I'm partly messing with you, but partly making what I think is an important point. This kind of hypothetical divorces means from ends, and then asks what kind of means did you prefer? It's hard to give a real answer because there's no known reason for the severing of means from ends. How about if I ask you a question. Would you like to have friends if they just stole from you, insulted you, lied to you, and provided no benefit, and were actually intending to kill you at age 30? Would you rather be left alone and live till 90?
Also, I don't think it's correct to say that you first meet basic survival needs, and then you can start working on flourishing. There's no fundamental distinction as far as I see. As you work on second-order values, those values allow you to better meeting those basic survival needs. Getting food for the day may be basic survival, but isn't getting a job and the skills necessary to do the job still aimed at survival? I wrote an article "Human Needs" I think it was called. It makes my point.
Adam, I'm a little confused by your statement. Are you suggesting that surviving and flourishing are not alternatives (they're the same)? Or are you suggesting there's a third alternative? I think the barometer argument ties in with the "survival" position, connecting happiness to how well you are living.
Robert, if practical wisdom means learning the science/art of putting your principles into action in an effective way, I don't see it as incompatible with survival. But if it's intended to somehow solve the epistemological issues related to having a vague standard of morality, or worse, a way to solve the problem of multiple intrinsic values (like the components of the good life), I think it fails.
The issue is how do you compare/contrast different values. It's fine to say that there's a virtue in being good at that, but the question is whether it's possible to be good at that. If you judge them all by a single standard of evaluation, you can compare and contrast. It may not be simple and straightforward, but there's a way to do it. Practical wisdom in this case would be being good at making these comparisons. It would involve being able to quickly see the benefits a value has to your life, and then comparing the total costs and benefits of the values.
But my argument is that flourishing isn't a single standard. It has multiple components (values), which would need to be compared and contrasted as well. It's impossible to rationally compare intrinsic values. To compare values at all, they need to have a single standard by which they can be compared. If it doesn't exist, there is no way to rationally compare the values. Practical wisdom would then be a matter of giving the costs or benefits an emotional value, and going with whichever one feels right. It might be a rough approximation since even a flourisher would have some sense of how important the various constituent elements are with respect to one another. They would know keeping the job that you like is more important than that one night stand, even though a healthy sex life is also part of the good life. But that comparison is just a vague and implicit acknowledgement of life as the standard.

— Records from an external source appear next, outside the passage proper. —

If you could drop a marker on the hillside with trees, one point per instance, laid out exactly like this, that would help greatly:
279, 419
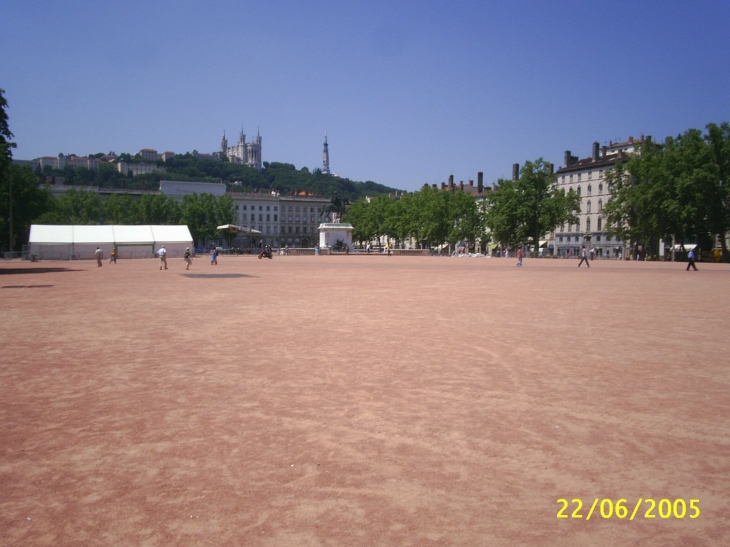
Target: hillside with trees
277, 176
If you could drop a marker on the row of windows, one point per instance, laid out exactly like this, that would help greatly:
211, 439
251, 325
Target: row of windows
599, 227
244, 207
283, 219
284, 230
590, 189
579, 176
596, 238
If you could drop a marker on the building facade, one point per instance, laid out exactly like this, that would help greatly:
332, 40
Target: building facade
587, 177
242, 153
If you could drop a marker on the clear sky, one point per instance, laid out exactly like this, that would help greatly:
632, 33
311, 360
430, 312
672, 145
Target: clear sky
409, 92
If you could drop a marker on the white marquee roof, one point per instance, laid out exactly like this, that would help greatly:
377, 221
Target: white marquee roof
108, 234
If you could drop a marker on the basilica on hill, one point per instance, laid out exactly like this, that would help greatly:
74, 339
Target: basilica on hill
242, 153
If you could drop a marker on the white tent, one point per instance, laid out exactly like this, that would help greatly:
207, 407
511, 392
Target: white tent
80, 242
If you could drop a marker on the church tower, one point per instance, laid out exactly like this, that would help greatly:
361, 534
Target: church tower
326, 156
224, 146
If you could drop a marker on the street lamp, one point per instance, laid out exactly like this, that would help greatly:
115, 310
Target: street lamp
10, 197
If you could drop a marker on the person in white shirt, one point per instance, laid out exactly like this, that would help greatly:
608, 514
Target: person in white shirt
162, 253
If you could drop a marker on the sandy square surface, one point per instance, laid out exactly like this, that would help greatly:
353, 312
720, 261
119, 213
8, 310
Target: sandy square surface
362, 401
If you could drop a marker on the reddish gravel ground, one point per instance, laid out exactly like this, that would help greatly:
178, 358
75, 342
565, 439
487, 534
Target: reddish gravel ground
362, 401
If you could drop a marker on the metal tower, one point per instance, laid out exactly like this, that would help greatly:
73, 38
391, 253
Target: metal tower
326, 157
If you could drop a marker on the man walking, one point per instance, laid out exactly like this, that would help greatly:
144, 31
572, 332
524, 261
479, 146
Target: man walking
162, 253
583, 257
691, 260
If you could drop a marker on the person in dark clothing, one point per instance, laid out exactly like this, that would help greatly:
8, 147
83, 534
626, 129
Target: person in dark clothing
691, 260
583, 257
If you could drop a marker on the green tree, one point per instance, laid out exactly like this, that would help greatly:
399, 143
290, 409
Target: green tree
530, 207
74, 206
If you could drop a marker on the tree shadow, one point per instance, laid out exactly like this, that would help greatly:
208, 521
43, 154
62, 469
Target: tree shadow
212, 276
16, 271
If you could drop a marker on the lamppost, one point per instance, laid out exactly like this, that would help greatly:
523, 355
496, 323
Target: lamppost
10, 198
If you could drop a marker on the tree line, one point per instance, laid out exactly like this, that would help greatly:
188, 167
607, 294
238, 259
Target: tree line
202, 213
277, 176
513, 212
678, 191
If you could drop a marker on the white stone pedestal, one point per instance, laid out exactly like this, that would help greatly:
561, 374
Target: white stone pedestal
330, 232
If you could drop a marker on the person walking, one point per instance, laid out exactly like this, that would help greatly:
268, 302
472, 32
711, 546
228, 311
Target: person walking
691, 260
162, 253
188, 258
583, 257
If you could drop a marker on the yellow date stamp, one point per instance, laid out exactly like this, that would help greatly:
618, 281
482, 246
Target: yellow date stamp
608, 508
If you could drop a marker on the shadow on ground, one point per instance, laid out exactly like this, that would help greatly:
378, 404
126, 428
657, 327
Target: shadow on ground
14, 271
211, 276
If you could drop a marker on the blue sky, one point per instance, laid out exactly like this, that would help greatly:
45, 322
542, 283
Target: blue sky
408, 92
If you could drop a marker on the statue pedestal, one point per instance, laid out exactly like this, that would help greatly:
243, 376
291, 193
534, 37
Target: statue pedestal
331, 232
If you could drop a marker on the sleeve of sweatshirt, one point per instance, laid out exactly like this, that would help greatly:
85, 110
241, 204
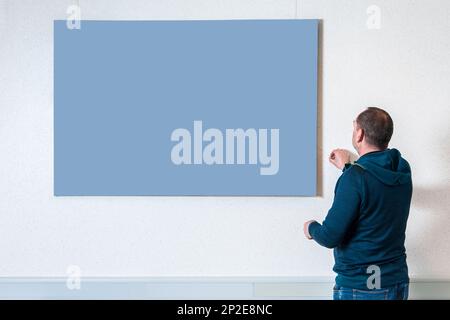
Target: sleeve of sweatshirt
343, 212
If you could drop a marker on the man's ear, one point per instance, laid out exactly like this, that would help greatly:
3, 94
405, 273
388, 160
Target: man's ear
359, 135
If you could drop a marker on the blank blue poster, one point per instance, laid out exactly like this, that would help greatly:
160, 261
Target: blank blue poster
185, 108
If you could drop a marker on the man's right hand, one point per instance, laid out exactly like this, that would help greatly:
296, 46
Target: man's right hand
339, 157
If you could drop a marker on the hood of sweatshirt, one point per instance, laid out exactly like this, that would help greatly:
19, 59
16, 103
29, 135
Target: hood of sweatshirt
388, 166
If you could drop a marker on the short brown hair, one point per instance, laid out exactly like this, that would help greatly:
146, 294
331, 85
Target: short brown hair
377, 125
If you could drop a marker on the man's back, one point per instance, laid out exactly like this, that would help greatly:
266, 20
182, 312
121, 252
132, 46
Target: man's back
367, 222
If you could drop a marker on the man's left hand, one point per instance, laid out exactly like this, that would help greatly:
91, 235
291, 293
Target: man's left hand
305, 229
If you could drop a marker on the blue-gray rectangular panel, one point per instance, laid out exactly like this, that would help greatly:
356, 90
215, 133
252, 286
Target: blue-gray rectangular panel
185, 108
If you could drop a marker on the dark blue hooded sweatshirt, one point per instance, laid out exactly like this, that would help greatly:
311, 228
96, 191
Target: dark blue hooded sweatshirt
367, 221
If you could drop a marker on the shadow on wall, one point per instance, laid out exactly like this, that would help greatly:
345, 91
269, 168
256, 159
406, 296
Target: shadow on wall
434, 201
320, 112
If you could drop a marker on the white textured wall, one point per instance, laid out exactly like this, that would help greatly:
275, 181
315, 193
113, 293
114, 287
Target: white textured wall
404, 67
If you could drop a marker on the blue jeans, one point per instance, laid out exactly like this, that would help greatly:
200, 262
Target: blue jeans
397, 292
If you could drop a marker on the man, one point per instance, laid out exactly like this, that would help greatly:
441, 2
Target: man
367, 221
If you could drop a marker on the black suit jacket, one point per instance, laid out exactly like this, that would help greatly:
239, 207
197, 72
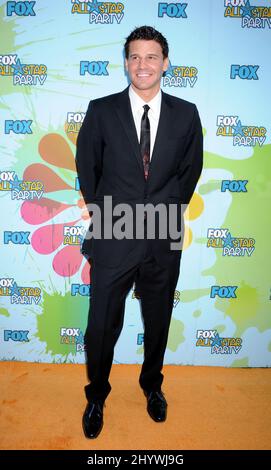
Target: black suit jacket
109, 162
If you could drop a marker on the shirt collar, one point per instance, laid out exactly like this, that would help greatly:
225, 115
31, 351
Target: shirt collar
137, 102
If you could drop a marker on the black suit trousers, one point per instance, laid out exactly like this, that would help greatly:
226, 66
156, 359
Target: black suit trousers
155, 286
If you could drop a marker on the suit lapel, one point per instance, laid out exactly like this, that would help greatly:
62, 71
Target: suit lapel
163, 132
124, 111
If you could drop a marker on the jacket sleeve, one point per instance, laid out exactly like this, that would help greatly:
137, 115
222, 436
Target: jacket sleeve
89, 154
191, 166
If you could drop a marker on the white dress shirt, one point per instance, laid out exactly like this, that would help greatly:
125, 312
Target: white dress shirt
137, 104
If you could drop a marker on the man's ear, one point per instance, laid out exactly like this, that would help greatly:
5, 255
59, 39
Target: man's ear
165, 65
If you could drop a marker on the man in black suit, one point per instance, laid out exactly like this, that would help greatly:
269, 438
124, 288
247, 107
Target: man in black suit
139, 147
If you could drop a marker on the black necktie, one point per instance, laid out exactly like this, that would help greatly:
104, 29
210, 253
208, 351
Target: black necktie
145, 140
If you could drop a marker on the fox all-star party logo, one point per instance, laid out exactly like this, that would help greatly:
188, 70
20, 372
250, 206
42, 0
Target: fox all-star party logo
243, 135
72, 336
99, 12
20, 189
74, 122
251, 16
23, 74
218, 345
231, 246
18, 294
73, 235
180, 75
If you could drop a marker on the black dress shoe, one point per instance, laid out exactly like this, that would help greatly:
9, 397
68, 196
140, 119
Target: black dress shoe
93, 419
156, 405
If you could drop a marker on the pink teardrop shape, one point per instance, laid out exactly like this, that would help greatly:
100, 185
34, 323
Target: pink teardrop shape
51, 181
37, 212
47, 239
67, 261
54, 149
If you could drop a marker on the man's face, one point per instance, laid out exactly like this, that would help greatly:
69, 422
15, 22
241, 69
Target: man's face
145, 64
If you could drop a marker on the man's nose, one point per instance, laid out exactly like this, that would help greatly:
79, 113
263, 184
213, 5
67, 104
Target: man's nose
142, 61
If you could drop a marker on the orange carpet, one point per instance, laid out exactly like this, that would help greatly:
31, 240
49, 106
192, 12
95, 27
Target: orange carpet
209, 408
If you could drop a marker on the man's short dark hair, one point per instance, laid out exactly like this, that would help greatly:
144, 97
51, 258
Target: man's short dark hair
147, 33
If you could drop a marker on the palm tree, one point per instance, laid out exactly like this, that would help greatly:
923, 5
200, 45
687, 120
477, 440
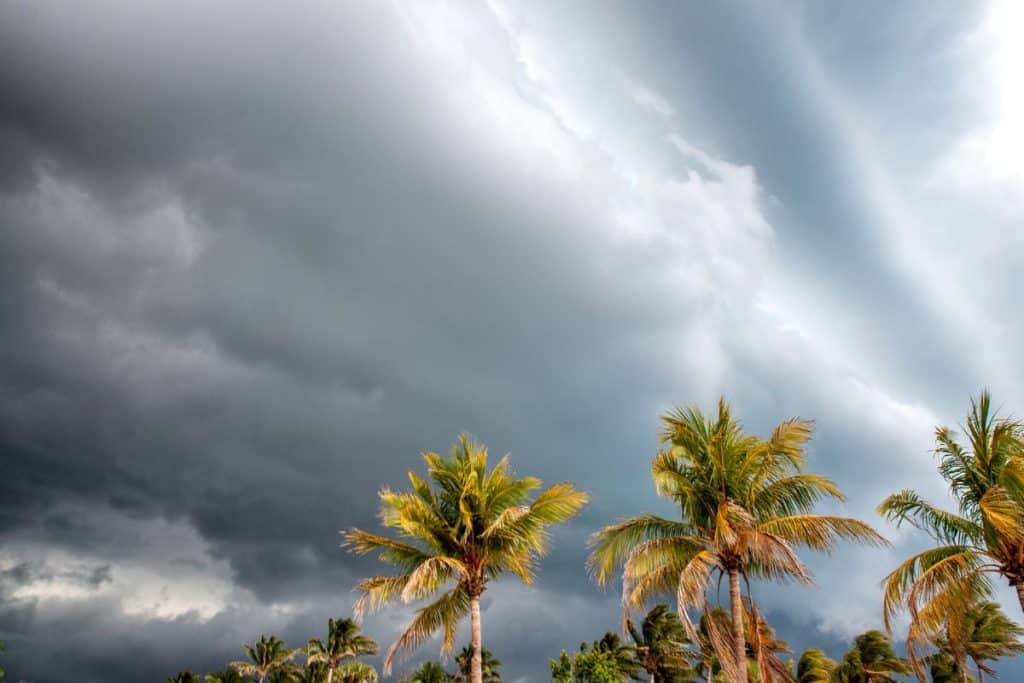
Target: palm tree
660, 646
623, 655
355, 672
983, 634
229, 675
268, 655
763, 648
488, 665
430, 672
184, 677
464, 527
984, 538
745, 506
870, 660
343, 642
814, 667
943, 669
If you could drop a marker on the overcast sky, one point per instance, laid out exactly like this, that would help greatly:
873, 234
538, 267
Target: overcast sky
255, 257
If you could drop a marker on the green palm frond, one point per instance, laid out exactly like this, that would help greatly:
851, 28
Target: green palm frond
462, 525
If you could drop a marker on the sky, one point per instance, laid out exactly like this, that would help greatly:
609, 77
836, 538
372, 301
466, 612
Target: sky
256, 257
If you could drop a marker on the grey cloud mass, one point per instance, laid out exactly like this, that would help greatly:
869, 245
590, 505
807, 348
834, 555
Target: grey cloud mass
255, 257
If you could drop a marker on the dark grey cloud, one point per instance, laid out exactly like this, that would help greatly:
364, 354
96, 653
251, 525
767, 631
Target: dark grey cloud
255, 259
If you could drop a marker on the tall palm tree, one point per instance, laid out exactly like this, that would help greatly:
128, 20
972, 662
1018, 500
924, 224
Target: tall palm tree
464, 527
430, 672
660, 646
229, 675
984, 538
942, 669
343, 642
623, 655
267, 656
184, 677
871, 659
745, 507
489, 666
354, 672
764, 647
814, 667
982, 634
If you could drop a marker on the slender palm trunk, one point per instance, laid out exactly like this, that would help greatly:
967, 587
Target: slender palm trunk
738, 645
476, 664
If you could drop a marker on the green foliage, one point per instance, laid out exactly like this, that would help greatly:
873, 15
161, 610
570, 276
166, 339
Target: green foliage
185, 677
870, 660
588, 666
659, 644
814, 667
461, 527
745, 506
344, 641
268, 656
984, 537
229, 675
430, 672
489, 666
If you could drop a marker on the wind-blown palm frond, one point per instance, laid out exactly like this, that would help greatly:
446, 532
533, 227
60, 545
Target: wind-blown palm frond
266, 656
457, 529
745, 505
985, 537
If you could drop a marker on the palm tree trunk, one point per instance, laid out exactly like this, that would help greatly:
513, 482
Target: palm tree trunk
476, 663
738, 645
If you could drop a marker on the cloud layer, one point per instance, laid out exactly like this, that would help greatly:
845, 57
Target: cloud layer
255, 259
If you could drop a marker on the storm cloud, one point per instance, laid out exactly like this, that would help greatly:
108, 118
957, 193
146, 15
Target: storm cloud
256, 257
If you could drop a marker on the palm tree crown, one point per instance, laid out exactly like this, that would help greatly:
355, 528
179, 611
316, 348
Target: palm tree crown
660, 646
745, 506
343, 642
814, 667
488, 664
430, 672
461, 528
984, 538
870, 660
267, 656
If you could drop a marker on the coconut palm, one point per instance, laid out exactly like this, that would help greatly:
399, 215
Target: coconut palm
943, 669
430, 672
622, 654
982, 634
343, 642
354, 672
984, 538
814, 667
660, 646
458, 530
267, 656
764, 648
184, 677
745, 507
488, 666
871, 659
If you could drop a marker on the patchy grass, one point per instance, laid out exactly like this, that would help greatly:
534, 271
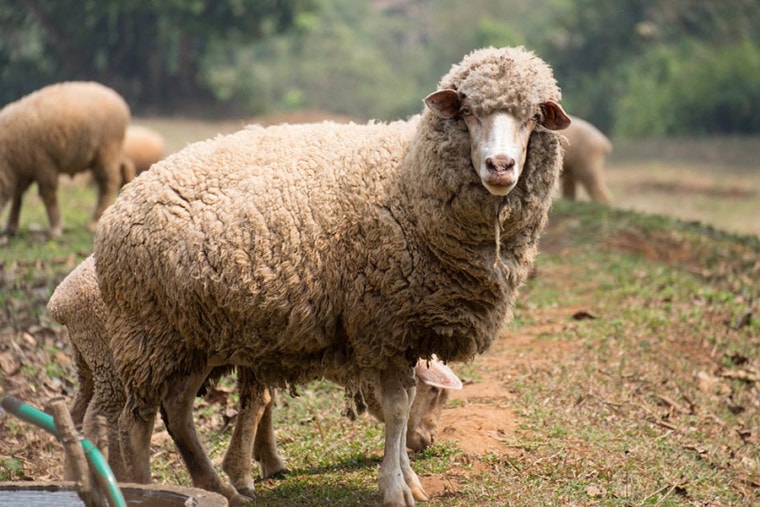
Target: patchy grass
629, 377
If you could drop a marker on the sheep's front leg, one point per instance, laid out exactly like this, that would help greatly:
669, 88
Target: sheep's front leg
265, 445
399, 484
253, 436
177, 412
135, 429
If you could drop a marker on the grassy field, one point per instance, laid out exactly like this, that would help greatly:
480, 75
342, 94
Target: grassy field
631, 375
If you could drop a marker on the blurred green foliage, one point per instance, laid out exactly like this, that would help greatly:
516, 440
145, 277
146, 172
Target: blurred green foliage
635, 68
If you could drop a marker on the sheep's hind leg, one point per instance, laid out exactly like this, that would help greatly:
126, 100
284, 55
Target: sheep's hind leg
409, 475
398, 482
177, 413
253, 436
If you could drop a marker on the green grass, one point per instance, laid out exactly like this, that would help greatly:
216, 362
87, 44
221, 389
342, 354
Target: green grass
634, 379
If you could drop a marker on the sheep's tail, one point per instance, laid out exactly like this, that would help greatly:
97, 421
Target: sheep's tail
497, 262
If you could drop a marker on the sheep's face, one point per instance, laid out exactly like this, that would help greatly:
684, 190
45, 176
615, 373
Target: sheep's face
435, 381
498, 140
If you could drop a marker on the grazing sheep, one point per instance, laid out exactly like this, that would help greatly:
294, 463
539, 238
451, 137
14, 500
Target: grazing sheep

You ask some specifics about how life as the standard would apply to friendships. How many friends would it be best to have, for instance. I won't resort to rationalism, but I can identify some of the factors. The more friends you have, the more time it takes to maintain those friendships. Too many friends will absorb so much of your time you won't be able to concentrate on romance, career, Objectivism, etc. What benefits do the friends provide? Maybe you learn from some, but then you weigh that against how little time you have to actually study topics on your own. They provide entertainment, but you only need so much entertainment to relax/unwind from work. They provide a level of intimacy where you can talk about very personal issues with them and know they'll care enough to listen and/or help. But too many friends would limit the level of intimacy. They may be useful contacts for work, which would mean you want many. But the cost of maintaining them as friends might be higher than the expected value you get from the contacts. A few friends may be more intimate, but you run the risk of getting on each other's nerves. You also run the risk of ending a friendship and not having the means to create new ones (you don't know anyone). If your friends all interact with one another, some schism might come in between them all, or between you and them.
Each of these discusses the actual benefits a friend may provide you in living your life. There may be other more specific ones. I have a friend who knows how to fix cars, for instance. But the benefits can be seen as enhancing your ability to live. Same with the costs. Ultimately you have to try to figure out which values are more important to your life.
We see it in real life. At some point in college, for instance, you may decide you spend too much time hanging out with friends and not enough time studying. You have some expectation of how the two courses of action will affect your future. Studying will get you a better job, open up lots of possibilities, provide means of finding new friends and romances, etc. Partying will be fun for awhile, but will leave you off in a worse position, perhaps a far worse one. These are comparisons made by a standard of life.
Now the question is, by what means does "practical wisdom" manage a rational comparison of values in the flourishing view? If there is a specific means of comparing these values, then there's no problem, and practical wisdom is just getting better at it. If there isn't a cognitive means of comparing the values, then you're epistemologically screwed, and there isn't a way to get out of it. That's why the standard of value is so critical from my perspective. If you don't have it, you can't claim anything more than an emotional bias. I haven't seen anything from the flourishing perspective to convince me they can resolve that problem, but I freely admit I haven't done an exhaustive search. If you have insights on the topic, I'd be interested to hear them.